Kiedy rodzina jest już w komplecie w domu, to przychodzi dla nas bardzo męczący czas. Czas obowiązków i dużej odpowiedzialności. Do momentu, aż nasza partnerka nie nabierze sił po porodzie, to my musimy być gotowi na wykonywanie większości obowiązków domowych i do podstawowej opieki nad dzieckiem.
Papierologia
Każde narodziny wiążą się z szeregiem czynności dokumentacyjnych. Choć być może zazwyczaj nie zajmujemy się w domu papierkową robotą, to tym razem będziemy musieli podjąć wyzwanie i poradzić sobie z tym tematem samemu. Nie zrzucajmy tego na naszą partnerkę. Kilkudniowe dziecko jest bardzo absorbujące i najbardziej na świecie potrzebuje matki, której my mu nie zastąpimy.
Obsługa noworodka
Ważne, abyśmy jako ojcowie, byli obecni w życiu naszych pociech, szczególnie od samego początku. Nie bójmy się brać dzidziusia na ręce, przewijać go, czy usypiać. Są to wspaniałe chwile, nie tylko dla mamy, która z radością wytłumaczy nam, jak postępować z noworodkiem, ale także dla nas samych. Każda taka chwila będzie wzbudzać w nas poczucie ogromnej odpowiedzialności, troski, miłości oraz budować silną więź z naszym dzieckiem.
Nie będzie łatwo…
Dla maluszka wszystko jest nowe. Dla nas, świeżo upieczonych rodziców też. Szczególnie nocny płacz dziecka uniemożliwiający spokojny sen jest trudny do zaakceptowania, gdy rano trzeba wstać do pracy. Pojawią się nerwy, frustracja i bezsilność. Te uczucia będą występować jeszcze przez długie miesiące, ale stopniowo i coraz częściej będą przeradzać się w ogromną radość, wdzięczność i szczęście. Im maluszek jest starszy, tym łatwiej złapać życiową równowagę. Bądźmy jednak przygotowani na skrajne emocje i zmęczenie, przynajmniej przez pierwsze 3 – 4 miesiące. Potem będzie już z górki!
Zaakceptować nowe
Można powiedzieć, że pojawienie się nowego członka rodziny wywraca życie do góry nogami. I tak właśnie jest.
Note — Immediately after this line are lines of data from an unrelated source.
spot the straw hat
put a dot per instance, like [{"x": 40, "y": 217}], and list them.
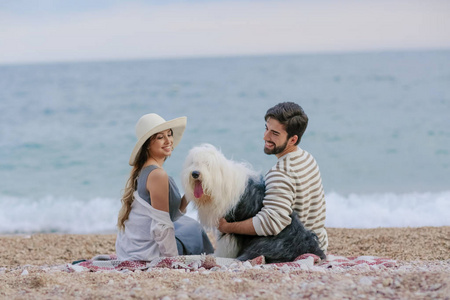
[{"x": 150, "y": 124}]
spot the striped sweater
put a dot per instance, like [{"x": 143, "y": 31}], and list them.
[{"x": 294, "y": 183}]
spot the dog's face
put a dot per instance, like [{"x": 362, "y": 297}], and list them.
[{"x": 202, "y": 173}]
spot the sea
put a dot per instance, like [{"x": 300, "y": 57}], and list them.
[{"x": 379, "y": 128}]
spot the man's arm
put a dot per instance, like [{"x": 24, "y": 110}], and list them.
[
  {"x": 275, "y": 214},
  {"x": 242, "y": 227}
]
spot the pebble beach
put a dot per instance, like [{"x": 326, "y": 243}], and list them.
[{"x": 33, "y": 267}]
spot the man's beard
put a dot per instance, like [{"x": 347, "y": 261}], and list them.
[{"x": 275, "y": 150}]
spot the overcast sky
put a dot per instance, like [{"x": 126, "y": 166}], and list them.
[{"x": 80, "y": 30}]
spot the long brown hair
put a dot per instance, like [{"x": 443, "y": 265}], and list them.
[{"x": 131, "y": 185}]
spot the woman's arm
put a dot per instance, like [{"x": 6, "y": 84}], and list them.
[
  {"x": 183, "y": 204},
  {"x": 158, "y": 187}
]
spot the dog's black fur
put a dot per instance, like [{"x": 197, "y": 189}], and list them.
[{"x": 286, "y": 246}]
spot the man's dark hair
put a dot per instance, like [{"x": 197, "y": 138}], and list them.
[{"x": 291, "y": 116}]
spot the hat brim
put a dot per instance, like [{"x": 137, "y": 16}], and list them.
[{"x": 177, "y": 125}]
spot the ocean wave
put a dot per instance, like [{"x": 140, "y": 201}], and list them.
[{"x": 99, "y": 215}]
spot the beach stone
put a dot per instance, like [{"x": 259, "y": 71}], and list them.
[{"x": 365, "y": 280}]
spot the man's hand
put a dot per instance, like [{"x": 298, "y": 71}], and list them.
[
  {"x": 223, "y": 225},
  {"x": 243, "y": 227}
]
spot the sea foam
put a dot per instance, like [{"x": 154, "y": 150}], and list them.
[{"x": 99, "y": 215}]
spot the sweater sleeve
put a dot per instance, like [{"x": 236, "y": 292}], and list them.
[{"x": 277, "y": 204}]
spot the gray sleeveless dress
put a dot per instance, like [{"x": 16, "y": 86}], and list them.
[{"x": 190, "y": 237}]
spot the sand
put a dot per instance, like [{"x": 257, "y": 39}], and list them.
[{"x": 29, "y": 270}]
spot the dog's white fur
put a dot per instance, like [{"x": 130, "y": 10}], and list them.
[{"x": 223, "y": 183}]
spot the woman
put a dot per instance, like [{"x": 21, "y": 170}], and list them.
[{"x": 151, "y": 221}]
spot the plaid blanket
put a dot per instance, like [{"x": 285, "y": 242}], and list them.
[{"x": 209, "y": 262}]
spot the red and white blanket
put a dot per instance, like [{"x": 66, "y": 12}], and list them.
[{"x": 209, "y": 262}]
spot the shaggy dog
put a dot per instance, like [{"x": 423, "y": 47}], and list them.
[{"x": 225, "y": 188}]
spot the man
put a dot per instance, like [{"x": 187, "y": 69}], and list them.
[{"x": 294, "y": 183}]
Ciekawe natomiast jest to, że akceptacja tego stanu rzeczy przychodzi zupełnie naturalnie w zasadzie sama. W pewnej chwili zdajemy sobie sprawę, że w tym danym momencie jest tak, a nie inaczej i tak właśnie być musi. Machinalnie dopasowujemy się do nowej sytuacji. Coś, co wydawało się chaosem, nagle zaczyna nabierać sensu, a my stajemy się spokojniejsi i bardziej pewni siebie. Do głosu częściej dochodzi poczucie odpowiedzialności za rodzinę. Mocniej odczuwamy jej więzi. Gorycz płaczu zastępowana jest przez słodycz uśmiechu, a my znajdujemy jakimś cudem odrobinę czasu, żeby zaplanować najbliższą przyszłość, a co najlepsze – dzieje się to w zupełnie dla nas naturalny i niezrozumiale zrozumiały sposób.
Posiadanie potomstwa wiąże się z utratą pewnych przywilejów życia bez dzieci. One odeszły i nigdy nie wrócą. Narodziny dziecka zmieniają życie. Teraz jesteśmy odpowiedzialnymi ojcami, ale ten stan ma też swoje plusy i nie należy się go bać. Pierwszy uśmiech naszego maleństwa i wypowiedziane słowo “tata” rekompensują nam wszystkie wyrzeczenia, i to z nawiązką!